The Levers of Change
Decisions systems built into the heart of an insurer’s underwriting, claims and counter fraud operations now have to be capable of dealing with such changes. Insurers already prepared in this way will have done an ethical risk assessment of such systems and built them a) around the best estimate of what will be ethically acceptable, and b) with variance levers in case that best estimate turns out to be wrong.
So what sort of levers are we talking about then? You can roughly match them with particular ethical issues, which for insurers chiefly means fairness, discrimination, privacy and autonomy. It is around issues like these that adaptability needs to be prepared.
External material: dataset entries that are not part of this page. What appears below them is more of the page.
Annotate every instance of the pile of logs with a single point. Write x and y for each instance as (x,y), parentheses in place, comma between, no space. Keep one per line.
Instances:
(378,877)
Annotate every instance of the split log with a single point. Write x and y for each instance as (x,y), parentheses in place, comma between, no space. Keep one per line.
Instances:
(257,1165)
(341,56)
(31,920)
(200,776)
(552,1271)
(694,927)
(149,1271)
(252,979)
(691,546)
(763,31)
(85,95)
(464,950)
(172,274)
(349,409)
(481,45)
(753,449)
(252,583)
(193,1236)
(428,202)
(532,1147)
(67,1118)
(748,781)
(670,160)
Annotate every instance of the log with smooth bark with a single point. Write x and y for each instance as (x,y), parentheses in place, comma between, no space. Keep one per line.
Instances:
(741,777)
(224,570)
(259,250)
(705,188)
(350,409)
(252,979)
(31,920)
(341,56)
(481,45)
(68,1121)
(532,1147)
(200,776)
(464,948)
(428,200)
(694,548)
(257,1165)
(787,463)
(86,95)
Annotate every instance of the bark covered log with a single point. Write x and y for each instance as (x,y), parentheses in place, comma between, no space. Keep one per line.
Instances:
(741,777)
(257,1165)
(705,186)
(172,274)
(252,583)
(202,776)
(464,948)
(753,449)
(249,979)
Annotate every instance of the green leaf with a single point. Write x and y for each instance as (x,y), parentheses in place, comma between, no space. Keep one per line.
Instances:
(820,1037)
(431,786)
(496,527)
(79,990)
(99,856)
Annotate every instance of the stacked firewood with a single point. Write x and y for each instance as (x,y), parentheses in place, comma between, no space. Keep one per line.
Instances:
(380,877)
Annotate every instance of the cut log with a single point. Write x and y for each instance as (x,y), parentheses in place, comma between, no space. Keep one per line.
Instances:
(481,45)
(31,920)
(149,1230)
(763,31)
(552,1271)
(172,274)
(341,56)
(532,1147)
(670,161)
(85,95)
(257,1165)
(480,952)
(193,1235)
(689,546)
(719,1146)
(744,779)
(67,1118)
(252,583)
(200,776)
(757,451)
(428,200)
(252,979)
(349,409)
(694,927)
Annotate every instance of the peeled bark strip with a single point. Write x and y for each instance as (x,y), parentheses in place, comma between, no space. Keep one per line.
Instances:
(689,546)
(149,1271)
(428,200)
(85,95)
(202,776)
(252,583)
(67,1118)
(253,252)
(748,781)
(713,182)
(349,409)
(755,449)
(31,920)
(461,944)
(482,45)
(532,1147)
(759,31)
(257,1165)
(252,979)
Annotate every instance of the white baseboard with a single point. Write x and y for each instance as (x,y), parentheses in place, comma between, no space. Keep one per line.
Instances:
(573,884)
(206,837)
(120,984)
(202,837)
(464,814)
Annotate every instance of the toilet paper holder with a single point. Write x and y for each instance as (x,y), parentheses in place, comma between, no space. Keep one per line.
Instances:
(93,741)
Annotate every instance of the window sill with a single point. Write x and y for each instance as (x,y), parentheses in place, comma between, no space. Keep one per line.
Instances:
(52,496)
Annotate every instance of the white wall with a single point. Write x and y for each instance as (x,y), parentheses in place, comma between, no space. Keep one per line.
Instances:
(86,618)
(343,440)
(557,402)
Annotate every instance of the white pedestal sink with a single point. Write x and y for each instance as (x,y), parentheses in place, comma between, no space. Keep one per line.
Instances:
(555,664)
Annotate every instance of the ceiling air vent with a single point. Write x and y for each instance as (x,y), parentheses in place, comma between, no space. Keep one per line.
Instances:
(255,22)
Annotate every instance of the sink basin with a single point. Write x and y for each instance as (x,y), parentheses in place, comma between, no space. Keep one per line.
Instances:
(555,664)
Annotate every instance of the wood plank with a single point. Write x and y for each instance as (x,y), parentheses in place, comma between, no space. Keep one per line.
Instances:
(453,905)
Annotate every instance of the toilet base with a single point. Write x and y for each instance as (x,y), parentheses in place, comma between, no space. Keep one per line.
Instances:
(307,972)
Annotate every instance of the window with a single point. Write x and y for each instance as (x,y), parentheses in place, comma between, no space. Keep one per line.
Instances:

Notice that none of them are technological, but all of them are political and social.
Show Your Workings
What should insurers look out for then? I think we will see more and more instances of insurers being asked to show how underwriting, claims and counter fraud are fulfilling regulatory obligations in relation to issues like fairness and discrimination. There’s clear evidence for this in the UK and US insurance markets.
The emphasis is going to be on ‘show us your workings’. In other words, the usual assurance statements that confirm compliance will now be downgraded. In their place will emerge structured data flows that allow regulators to slice and dice the inputs and outputs to determine in their own judgement whether the insurer is complying with their regulatory obligations.
Combine this with personal executive accountability and synthetic datasets for benchmarking purposes, and the scene is set for a lot of change. Bear in mind though that, looking forward, this is less likely to be as seismic as price walking and gender. The time and expense of big investigations can be counter-productive in terms of outcomes. It’s too much like picking up the pieces after the event.
Instead, what insurers are more likely to see are adjustment requests, like ‘move that pricing level up a bit’ or ‘pull that claims level down a bit’. This is more real time, dealing with issues as the data tracks their emergence.
Clearly, the more adaptable your systems, the more easily will the impacts of all this be absorbed. The future of insurance is of course all about change, but now that change is being recognised as more nuanced, more fluid and just as much to be driven from outside the market as from within. Personally, this makes it more interesting as well.
Try this Practical
Every insurer has a business continuity plan. And it’s a plan that every insurer should be testing on a regular basis. When the next round of tests are being scheduled, include one that reflects some of the recent events mentioned above.
This could be for example, the data you receive from a leading data broker no longer being allowed to be used in your decision systems. The trigger for this would be issues around the consent associated with that data.
Another example could be an algorithm provided by a software house. Perhaps a court case has established that it’s been training on data that breaks equalities legislation. How would your firm respond to that algorithm being no longer available?
Change is perhaps the only certainty in relation to the future of insurance. Some of the most powerful drivers of that change will be orientated around ethical issues like fairness, discrimination, privacy and autonomy. This means business adaptability is going to be a key attribute of a successful insurer.